In order to give a more specific answer to your question, let $K:=((-\Delta)+ 1)^{-1}$ be the inverse operator mapping the datum $f$ to the solution $u=Kf$ of $-\Delta u+u=f$. By standard elliptic regularity $K$ is a continuous operator from $L^2$ to $H^2$. Here I'm assuming that your boundary conditions, which you apparently don't prescribe explicitly, are nice enough so that this standard regularity machinery works. If not, the just replace $H^2(\Omega)$ below by $H^1(\Omega)$.

Answers

  • Bochner space is the key word here. In your first equation you implicitly consider $f(t)=f(.,.,t)$ as an element of $L^2(\Omega)$ for fixed time. (By the way: it seems that you work exclusively in spatial dimension 2, $(x,y)\in\Omega\subset \mathbb R^2$, if so it would be better to edit your question for the sake of clarity.) This is exactly what Bochner spaces do, typically $L^2((0,T);X)$ is the space of squared integrable functions $f:(0,T)\to X$ with values in the Banach space $X$, here you may want to consider of course $X=L^2(\Omega)$. Just a quick comment, though: whether an $L^2$ function $f(x,y,t)$ in space-time (in the classical sense) can actually be considered as such a Bochner function $t\mapsto f(.,.,t)\in L^2(\Omega)$, and conversely, is actually slightly more delicate than what it may seem at first sight. But this is whole different topics so let me not elaborate too much here, just google "Bochner space" or look up this keyword here on Math.MO you'll find quasillions of related questions and answers.

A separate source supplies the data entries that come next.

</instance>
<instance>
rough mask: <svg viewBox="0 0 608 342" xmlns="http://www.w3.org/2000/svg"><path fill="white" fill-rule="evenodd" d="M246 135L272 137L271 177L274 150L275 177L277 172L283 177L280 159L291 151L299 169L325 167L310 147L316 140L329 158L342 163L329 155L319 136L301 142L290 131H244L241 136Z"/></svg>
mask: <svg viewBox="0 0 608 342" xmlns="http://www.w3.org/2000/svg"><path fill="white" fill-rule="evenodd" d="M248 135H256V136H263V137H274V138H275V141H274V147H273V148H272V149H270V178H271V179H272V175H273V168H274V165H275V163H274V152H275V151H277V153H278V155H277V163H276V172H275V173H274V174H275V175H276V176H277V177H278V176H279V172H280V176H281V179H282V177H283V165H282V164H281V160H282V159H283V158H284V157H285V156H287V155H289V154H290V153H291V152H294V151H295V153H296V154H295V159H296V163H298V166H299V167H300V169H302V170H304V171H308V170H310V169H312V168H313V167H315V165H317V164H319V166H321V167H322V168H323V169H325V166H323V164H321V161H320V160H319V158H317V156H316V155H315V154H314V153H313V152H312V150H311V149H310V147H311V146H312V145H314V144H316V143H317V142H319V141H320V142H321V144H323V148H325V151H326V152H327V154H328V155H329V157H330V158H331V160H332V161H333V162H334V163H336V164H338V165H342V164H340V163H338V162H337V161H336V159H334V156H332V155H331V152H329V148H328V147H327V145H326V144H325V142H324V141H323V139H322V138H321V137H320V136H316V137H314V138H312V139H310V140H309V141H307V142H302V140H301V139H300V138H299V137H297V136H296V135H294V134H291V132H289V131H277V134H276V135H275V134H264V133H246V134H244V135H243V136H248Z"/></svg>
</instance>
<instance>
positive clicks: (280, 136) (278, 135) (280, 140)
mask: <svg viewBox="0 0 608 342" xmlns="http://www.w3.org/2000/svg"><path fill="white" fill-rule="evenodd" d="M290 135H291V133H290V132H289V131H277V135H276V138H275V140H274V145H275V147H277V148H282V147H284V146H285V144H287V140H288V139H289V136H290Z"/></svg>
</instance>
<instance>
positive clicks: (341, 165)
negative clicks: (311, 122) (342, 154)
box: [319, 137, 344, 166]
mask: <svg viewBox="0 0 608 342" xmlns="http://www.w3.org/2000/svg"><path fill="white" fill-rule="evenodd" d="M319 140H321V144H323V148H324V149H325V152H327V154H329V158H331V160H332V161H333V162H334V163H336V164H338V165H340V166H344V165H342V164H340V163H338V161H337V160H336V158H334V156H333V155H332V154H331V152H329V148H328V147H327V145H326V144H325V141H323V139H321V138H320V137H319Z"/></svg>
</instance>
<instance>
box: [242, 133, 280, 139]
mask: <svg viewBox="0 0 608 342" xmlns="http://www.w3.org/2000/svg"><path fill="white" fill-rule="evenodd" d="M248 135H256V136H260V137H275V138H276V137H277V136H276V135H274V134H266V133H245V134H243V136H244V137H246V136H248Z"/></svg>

  • For your second question the answer is yes. But in order to define $u(t)$ you need to be able to evaluate $f(t)$ at (almost every) time $t$. This is my first answer to your question, so let's assume that indeed your datum $f\in L^2(0,T;L^2(\Omega))$. In this setup it makes sense to evaluate $f(t)\in L^2(\Omega)$ for a.e. $t\in (0,T)$, hence you can define $$ u(t):= K[f(t)]=(-\Delta +1)^{-1}f(t) \in H^2(\Omega) \qquad \mbox{for a.e. }t. $$ So the answer is yes, and moreover you see that $u(t)$ lies in the better space $H^2(\Omega)$. Actually what this shows is that $u$ can be properly defined as an element of the Bochner space $L^2(0,T;H^2(\Omega))$. Note here that since $u$ is only defined for a.e. time clearly evaluating $u(0)$ does not make sense (you can always redefine $u$ on a negligible set of times and still get the same $L^2(0,T;H^2(\Omega))$ element)

  • With these preliminaries out of the way, the answer to your question 3 should now be pretty obvious: No, you cannot hope for such $L^\infty(0,T;L^2)$, unless you improve the time regularity of $f$. To see this, take any real-valued function of time $\eta=\eta(t)$ such that $\eta\in L^2(0,T)$. Take an arbitrary $F=F(x,y)\in L^2(\Omega)$ and set $f(x,y,t):=\eta(t)F(x,y)$. Then clearly (the operator $-\Delta +1$ does not depend on time!) the solution of your problem is $$ u(t)=\eta(t) KF \qquad\mbox{hence}\qquad \|u(t)\|_{L^2(\Omega)}=|\eta(t)|\, \|KF\|_{L^2(\Omega)} $$ and therefore $\sup\limits_{t\in (0,T)} \|u(t)\|_{L^2(\Omega)} = +\infty$ unless $\eta\in L^\infty(0,T)$. Note here that the same line of thoughts shows actually that the time regularity of $f$ gives the sharp time regularity of the solution, for example $f\in C^k([0,T];L^2)\Rightarrow u\in C^k([0,T];H^2)$ or whatever (you can substitute $C^k$ by whatever regularity scale you wish, roughly speaking).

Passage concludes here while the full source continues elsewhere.